Encodes Parquet files from a batch of structured messages.

Introduced in version 4.4.0.

# Config fields, showing default values
label: ""
parquet_encode:
schema: []
default_compression: uncompressed

This processor uses https://github.com/segmentio/parquet-go, which is itself experimental.

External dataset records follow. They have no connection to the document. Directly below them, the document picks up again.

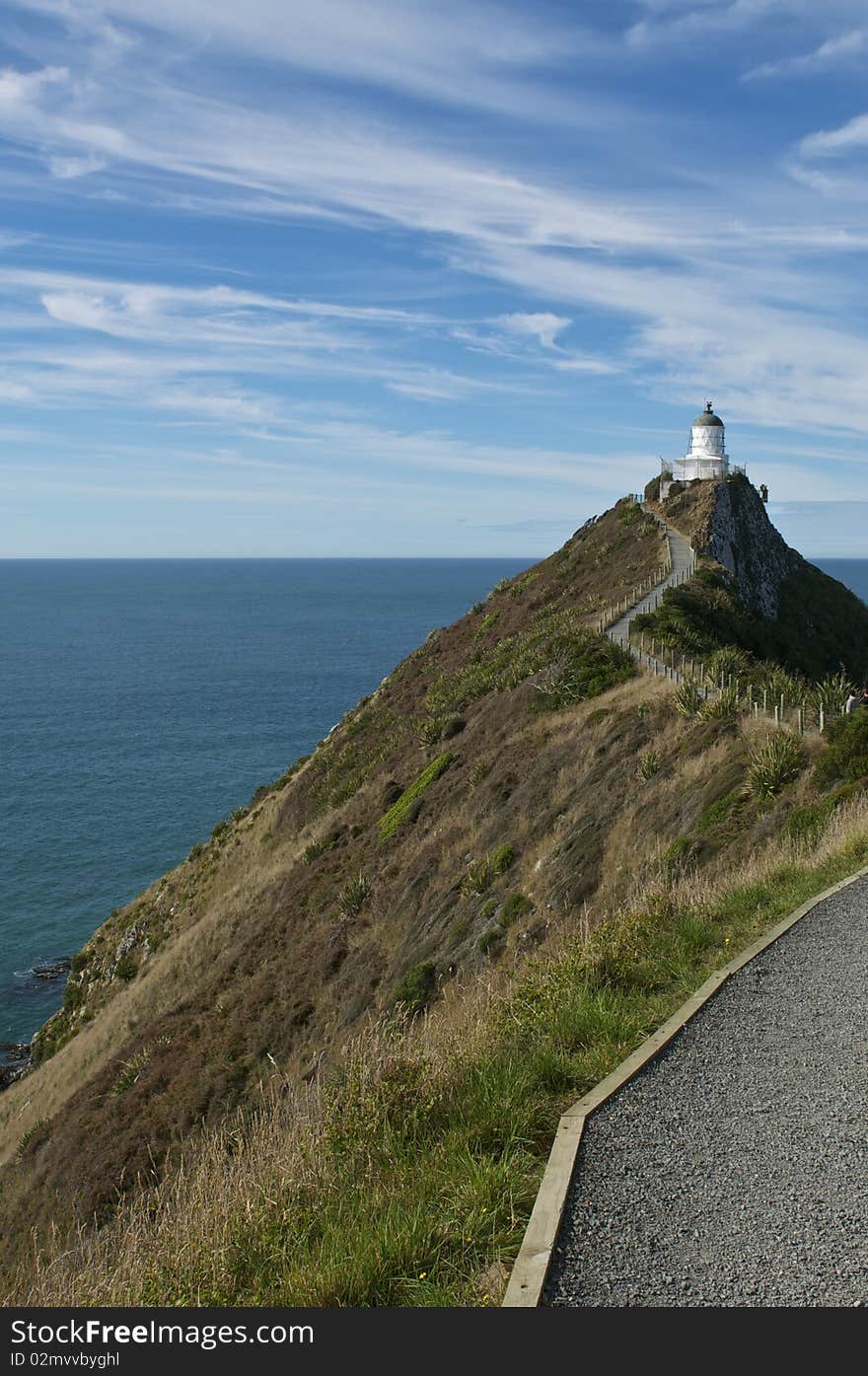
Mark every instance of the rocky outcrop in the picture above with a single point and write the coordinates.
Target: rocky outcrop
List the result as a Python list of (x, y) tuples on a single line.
[(728, 522), (740, 537)]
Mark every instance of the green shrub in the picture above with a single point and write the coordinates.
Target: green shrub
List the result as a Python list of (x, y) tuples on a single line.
[(32, 1136), (477, 877), (129, 1071), (688, 697), (515, 907), (579, 668), (846, 753), (399, 812), (679, 856), (774, 763), (501, 859), (354, 895), (648, 763), (722, 704), (832, 693), (429, 731), (417, 986), (488, 939), (728, 662), (718, 811), (480, 873), (125, 969), (316, 849), (487, 622), (809, 821), (73, 996), (480, 770), (522, 584)]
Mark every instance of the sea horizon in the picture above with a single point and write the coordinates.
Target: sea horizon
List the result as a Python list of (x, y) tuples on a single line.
[(140, 709)]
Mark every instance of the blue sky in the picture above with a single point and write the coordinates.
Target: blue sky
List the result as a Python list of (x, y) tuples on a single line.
[(394, 277)]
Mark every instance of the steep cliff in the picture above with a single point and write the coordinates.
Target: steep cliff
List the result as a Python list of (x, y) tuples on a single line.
[(757, 591), (511, 783)]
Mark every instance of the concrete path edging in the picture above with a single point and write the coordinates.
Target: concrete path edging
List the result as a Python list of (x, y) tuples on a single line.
[(532, 1267)]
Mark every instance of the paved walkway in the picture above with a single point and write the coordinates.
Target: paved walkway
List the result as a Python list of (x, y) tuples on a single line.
[(734, 1169)]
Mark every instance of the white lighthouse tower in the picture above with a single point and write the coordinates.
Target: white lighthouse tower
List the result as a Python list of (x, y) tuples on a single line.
[(706, 457)]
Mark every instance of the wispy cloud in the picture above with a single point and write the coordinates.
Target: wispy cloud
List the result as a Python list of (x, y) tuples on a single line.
[(839, 51)]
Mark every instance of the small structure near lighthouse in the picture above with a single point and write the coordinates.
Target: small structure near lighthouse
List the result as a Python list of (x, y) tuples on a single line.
[(706, 459)]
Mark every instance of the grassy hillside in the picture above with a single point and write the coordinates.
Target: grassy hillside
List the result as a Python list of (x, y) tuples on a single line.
[(362, 1002)]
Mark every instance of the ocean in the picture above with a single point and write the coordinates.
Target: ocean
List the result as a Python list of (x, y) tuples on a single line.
[(140, 700)]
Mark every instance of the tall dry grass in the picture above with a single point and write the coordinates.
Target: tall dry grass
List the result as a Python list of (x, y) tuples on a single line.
[(407, 1178)]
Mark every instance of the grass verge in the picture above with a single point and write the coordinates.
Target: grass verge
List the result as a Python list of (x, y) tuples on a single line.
[(407, 1177)]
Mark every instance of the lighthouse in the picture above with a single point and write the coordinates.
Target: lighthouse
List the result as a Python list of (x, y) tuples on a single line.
[(706, 459)]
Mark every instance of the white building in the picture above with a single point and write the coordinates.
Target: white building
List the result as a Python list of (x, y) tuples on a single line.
[(706, 457)]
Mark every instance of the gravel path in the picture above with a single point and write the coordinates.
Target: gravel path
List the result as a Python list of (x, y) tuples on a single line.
[(734, 1170), (683, 567)]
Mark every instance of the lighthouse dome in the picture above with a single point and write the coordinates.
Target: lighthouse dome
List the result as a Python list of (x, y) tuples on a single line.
[(707, 417)]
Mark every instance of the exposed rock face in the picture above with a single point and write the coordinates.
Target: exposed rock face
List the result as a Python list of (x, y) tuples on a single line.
[(739, 536), (728, 522)]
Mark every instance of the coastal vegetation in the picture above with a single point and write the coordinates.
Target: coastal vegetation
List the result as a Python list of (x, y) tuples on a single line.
[(321, 1061)]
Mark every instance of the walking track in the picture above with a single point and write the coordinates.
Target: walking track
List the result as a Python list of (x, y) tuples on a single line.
[(683, 566), (734, 1169)]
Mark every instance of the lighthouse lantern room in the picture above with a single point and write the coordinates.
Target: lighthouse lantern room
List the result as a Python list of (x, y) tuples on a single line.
[(706, 457)]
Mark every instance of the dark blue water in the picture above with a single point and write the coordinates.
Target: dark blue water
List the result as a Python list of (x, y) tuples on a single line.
[(850, 571), (142, 700)]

Therefore changes could be made into how this processor functions outside of major version releases.

Examples

In this example we use the batching mechanism of an aws_s3 output to collect a batch of messages in memory, which then converts it to a parquet file and uploads it.

output:
aws_s3:
bucket: TODO
path: 'stuff/${! timestamp_unix() }-${! uuid_v4() }.parquet'
batching:
count: 1000
period: 10s
processors:
- parquet_encode:
schema:
- name: id
type: INT64
- name: weight
type: DOUBLE
- name: content
type: BYTE_ARRAY
default_compression: zstd

Fields

schema

Sorry! This field is missing documentation.

Type: array

schema[].name

The name of the column.

Type: string

schema[].type

The type of the column, only applicable for leaf columns with no child fields.

Type: string
Options: BOOLEAN, INT32, INT64, FLOAT, DOUBLE, BYTE_ARRAY.

schema[].repeated

Whether the field is repeated.

Type: bool
Default: false

schema[].optional

Whether the field is optional.

Type: bool
Default: false

schema[].fields

A list of child fields.

Type: array

# Examples

fields:
- name: foo
type: INT64
- name: bar
type: BYTE_ARRAY

default_compression

The default compression type to use for fields.

Type: string
Default: "uncompressed"
Options: uncompressed, snappy, gzip, brotli, zstd, lz4raw.